Python Interactive Session
>>> from try_dom3 import *>>> py_obj.quotations[0].quotation[3].source[0]. PCDATA ' Guido van Rossum, '
Reschedule the DOM tree
One of the great advantages of DOM is that it allows programmers to manipulate XML documents in a non-linear fashion. Each block enclosed by a matching on/off tag is just a "node" in the DOM tree. When nodes are maintained in a list-like manner to preserve sequential information, the order is nothing special or immutable. We can easily cut a node and graft it to another location in the DOM tree (if the DTD is allowed or even grafted on to another layer).

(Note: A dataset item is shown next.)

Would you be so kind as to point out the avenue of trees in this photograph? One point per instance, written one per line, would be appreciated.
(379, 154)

Or add a new node, delete an existing node, and so on.
try_dom4.py
"" "Manipulate the arrangement of nodes in a DOM object" "" From try_dom3 Import * #-- Var ' Doc ' would hold the single
"trunk" doc = dom_obj.get_childnodes () [0] #--pull off all the nodes to a Python list# (each node is a
block, or a whitespace text node) nodes = [] While 1:try:node = Doc.removechild (doc . Get_childnodes () [0]) Except:break nodes.append (node) #--Reverse the order of T He quotations using a list method# (we could also perform more complicated operations on the list:# delete elements, add n EW ones, sort on complex criteria, etc.) Nodes.reverse () #--Fill ' Doc ' back to with our rearranged nodes for node in nodes: # If second arg is None, insert was to end of list Doc.insertbefore (node, None) #--Output the manipulated DOM print dom_obj.toxml ()
If we treat an XML document as a text file only, or use a sequence-oriented module such as Xmllib or Xml.sax, then performing a rescheduling of the quotation node in the above lines will lead to a problem worth considering. However, if you use the DOM, the problem is as simple as any other action performed on the Python list.